On Tuesday, 20 September 2022 at 16:04:25 UTC, Vladimir Panteleev wrote:

>

On Monday, 19 September 2022 at 16:27:21 UTC, victoroak wrote:

>

[...]

I think the issue is really that D and the standard library should not have invested so much into using context-ful aliases for predicates, as they're inherently limited. Functors (which can be stateful and/or context-ful) are just better (though the D syntax isn't as good).

https://github.com/cybershadow/ae/blob/next/utils/pred/algorithm.d

Agreed. Your pred looks a lot like lambdas that capture by value.

As for ranges, they should be redesigned because of the priming problem (and others).

I'm sorry, what is the priming problem? Google isn't helping 😓

And what are the other problems with ranges?

September 21, 2022

On Wednesday, 21 September 2022 at 02:42:02 UTC, Tejas wrote:

>

I'm sorry, what is the priming problem? Google isn't helping 😓

And what are the other problems with ranges?

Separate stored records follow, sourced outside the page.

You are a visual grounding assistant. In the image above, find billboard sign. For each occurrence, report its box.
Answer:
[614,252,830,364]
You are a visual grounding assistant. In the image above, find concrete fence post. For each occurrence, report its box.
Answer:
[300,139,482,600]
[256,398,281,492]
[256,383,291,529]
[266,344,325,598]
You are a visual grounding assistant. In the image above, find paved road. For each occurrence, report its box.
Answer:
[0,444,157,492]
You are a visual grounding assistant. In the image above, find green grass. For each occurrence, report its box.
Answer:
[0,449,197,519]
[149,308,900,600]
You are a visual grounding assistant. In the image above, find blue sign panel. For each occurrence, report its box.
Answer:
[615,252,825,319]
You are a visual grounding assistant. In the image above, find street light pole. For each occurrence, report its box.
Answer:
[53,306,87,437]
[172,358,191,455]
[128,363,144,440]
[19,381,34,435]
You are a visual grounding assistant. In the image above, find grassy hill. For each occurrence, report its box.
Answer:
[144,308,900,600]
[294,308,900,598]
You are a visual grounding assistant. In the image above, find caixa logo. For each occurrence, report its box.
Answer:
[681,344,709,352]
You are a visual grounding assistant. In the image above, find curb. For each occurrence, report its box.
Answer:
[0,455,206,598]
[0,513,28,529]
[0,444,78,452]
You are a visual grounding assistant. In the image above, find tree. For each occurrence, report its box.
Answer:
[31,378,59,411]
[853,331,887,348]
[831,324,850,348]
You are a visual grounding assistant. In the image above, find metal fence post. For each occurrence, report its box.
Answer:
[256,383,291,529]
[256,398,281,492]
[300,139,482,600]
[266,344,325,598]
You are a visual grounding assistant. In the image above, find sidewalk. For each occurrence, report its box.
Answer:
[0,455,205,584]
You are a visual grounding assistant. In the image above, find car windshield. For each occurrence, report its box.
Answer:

I came up with the term, it refers to the fact that it is not always clear where to prime a range.

Ideally you have empty be const, but in a lot of cases that is an ideal place to prime the range.

You can do it in the constructor as well, but that can come at the cost of laziness.


As for other problems, there is an issue with attribute inference in combination with type erasure, effectively making all range interfaces (like std.range.interfaces.ForwardRange) have @system members.

I remember people complaining about cornercases with ref ranges as well.